Kepala sekolah dambaan pemerintah, tertuang dalam Peraturan Menteri Pendidikan Nasional Nomor 13 tahun 2007 tentang Standar Kepala Sekolah/Madrasah. Ada beberapa aspek kompetensi yang perlu ada pada diri seorang kepala sekolah yaitu kompetensi kepribadian, sosial, manajerial, supervisi, dan kewirausahaan.
Ada hal baru yang ditekankan oleh pemerintah melalui Kemendikbud, pada tahun 2020 ini. Students wellbeing. Sederhananya adalah bagaimana sekolah bisa menjadi tempat yang aman, nyaman, dan positif bagi kehidupan siswa selama bersekolah.
Hal ini seiring dengan bacaan saya, oleh-oleh mantan Dekan Fakultas Psikologi Uhamka dari perpulangan setelah suatu conference, buku berjudul Positive Education. Buku itu menggambarkan bagaimana sebuah sekolah dari awal, menerapkan konsep positive education, yang dalam pergerakannya mengarah kepada student's wellbeing, dari awal perencanaan sampai menjadi sebuah kelebihan dari sekolah tersebut.
Selama ini, kepala sekolah selalu disibukkan oleh akreditasi sekolah dan berbagai perangkatnya. Ada beberapa standar yang harus dipenuhi. Hal-hal yang berbau teknis. Memang perlu, tetapi yang menjadi substansi adalah bagaimana siswa nyaman di sekolah, dan mampu mengembangkan diri secara positif, di lingkungan yang positif.
Saya kira ini adalah gebrakan diam-diam dari Mas Menteri. Pada pelatihan tahun 2019, belum ada konsep students wellbeing sebagai fokus dari pembekalan kepala sekolah. Untuk menginjeksi konsep ini di kepala para instruktur mentor kepala sekolah, maka seorang pakar di bidang Positive Education menjadi narasumber, dan membekali dengan temuan-temuan ilmiah seputar positive education.

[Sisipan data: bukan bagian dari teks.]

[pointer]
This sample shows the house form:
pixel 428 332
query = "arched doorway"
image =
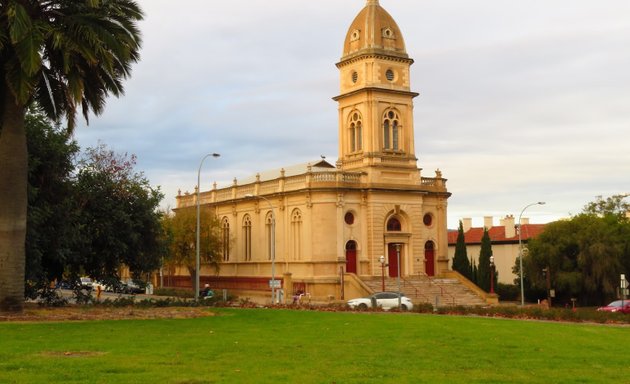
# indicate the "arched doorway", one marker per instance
pixel 429 258
pixel 392 259
pixel 351 256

Kepala sekolah selama ini dikejar-kejar oleh pemeringkatan/akreditasi. Akhirnya hanya menjadi seorang administrator, bukan manajer, apalagi leader. Dengan menaruh student's wellbeing sebagai tujuan utama seorang kepala sekolah. Maka pada hakikatnya memberikan porsi leadership kepada kepala sekolah untuk menjadikan sekolah sebagai ekosistem pendidikan, yang berpusat pada kenyamanan siswa belajar. Bukan tempat drill untuk memperoleh prestasi akademik secara kognitif semata.
Beberapa oknum kepala sekolah, terlalu asyik mengotak atik dana BOS, Bantuan Operasional Sekolah, dengan tujuan untuk memperkaya diri sendiri dan kelompoknya. Memberikan kualitas pembelajaran yang rendah kepada siswa, yang dijadikan sebagai "sapi perahan." Mudah-mudahan oknum seperti itu cuma fiktif, atau kalaupun ada, segera bertaubat, atau segera ketahuan, dan mendapatkan balasan di dunia maupun akhirat.